This paper introduces LLaVA-MORE, a family of Multimodal LLMs (MLLMs), designed to systematically evaluate the impact of different LLM backbones and visual encoders on multimodal performance. The authors highlight that while MLLMs have advanced rapidly, comparisons are difficult due to varying model components, training data, and evaluation protocols. LLaVA-MORE aims to address this by using a unified LLaVA-based training protocol applied consistently across various architectures (Cocchi et al., 19 Mar 2025 ).
The core architecture follows the standard LLaVA setup: a visual encoder, a vision-language adapter (a two-layer MLP), and an LLM backbone. The paper explores:
- Small-scale LLMs: Phi-4-Mini (3.8B) and Gemma-2 (2B).
- Medium-scale LLMs: LLaMA-3.1 (8B), DeepSeek-R1-Distill-LLaMA (8B), and Gemma-2 (9B).
- Visual Backbones: CLIP ViT-L/14 (baseline), DINOv2 ViT-L/14 (with and without registers), SigLIP ViT-L/14, and SigLIP2 ViT-L/14.
Training follows a two-stage process:
- Pre-training: The vision-language adapter is trained to align visual features (from a frozen encoder) with the LLM's embedding space using 558k image-caption pairs (from LAION, CC3M, SBU).
- Visual Instruction Tuning: Both the adapter and the LLM are fine-tuned using high-quality visual instruction-following data to enhance conversational and reasoning abilities.
Experiments were conducted on various benchmarks:
- VQA Benchmarks: GQA, ScienceQA, TextVQA, AI2D.

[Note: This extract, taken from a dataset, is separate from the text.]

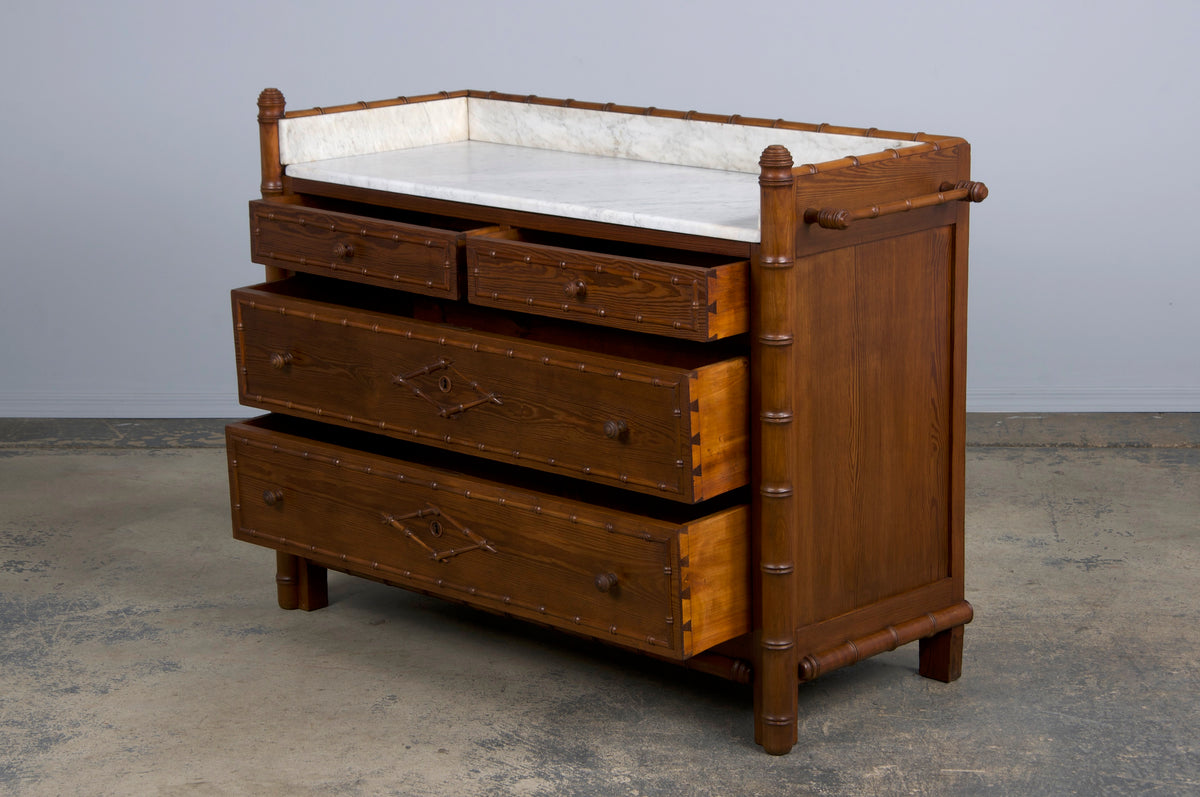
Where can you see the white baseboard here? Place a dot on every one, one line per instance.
(1083, 400)
(137, 405)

- MLLM Benchmarks: POPE (hallucination), MME (perception/cognition), MMBench (multi-domain reasoning), SEED-Bench (multimodal comprehension), MMMU (expert-level reasoning).
Key findings include:
- LLM Impact: Newer small-scale models like Phi-4-3.8B demonstrate performance comparable to or even exceeding older medium-scale models (e.g., LLaVA-1.5-7B) on several benchmarks, particularly in reasoning tasks (MMMU, SEED). Among medium-scale models, Gemma-2-9B excelled in VQA, while LLaMA-3.1-8B showed strength in MMBench.

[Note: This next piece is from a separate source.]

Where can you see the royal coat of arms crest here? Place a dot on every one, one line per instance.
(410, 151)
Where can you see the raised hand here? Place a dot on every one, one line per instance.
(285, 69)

- Visual Backbone Impact: Visual encoders pre-trained with image-text contrastive learning (CLIP, SigLIP, SigLIP2) consistently outperformed self-supervised ones (DINOv2). SigLIP and SigLIP2 variants generally yielded the best results across benchmarks, despite requiring more visual tokens due to higher input resolution (384² vs. CLIP's 336²).
- Image Resolution: Using the S² technique to increase effective image resolution generally improved performance, especially for smaller models (LLaVA-MORE-3.8B). However, benefits diminished or reversed for larger models (LLaVA-MORE-9B) on some tasks, suggesting a trade-off between resolution benefits and model scale/task type.
- Pre-training Data: The choice of pre-training data had a noticeable impact on the small-scale model (LLaVA-MORE-3.8B), with LAION-only data performing well when paired with the SigLIP2 backbone. The medium-scale model (LLaVA-MORE-9B) was less sensitive, though Recap data showed benefits for Chinese language tasks (MMB-Cn).
- No Universal Best: The results emphasize that no single combination of LLM and visual backbone excels across all tasks. Performance is highly dependent on the specific benchmark and task requirements.
The paper concludes by offering insights into designing effective MLLMs, emphasizing the competitiveness of recent small LLMs and the superiority of contrastively pre-trained visual backbones like SigLIP. The authors provide a reproducible framework and release their code and models to facilitate further research.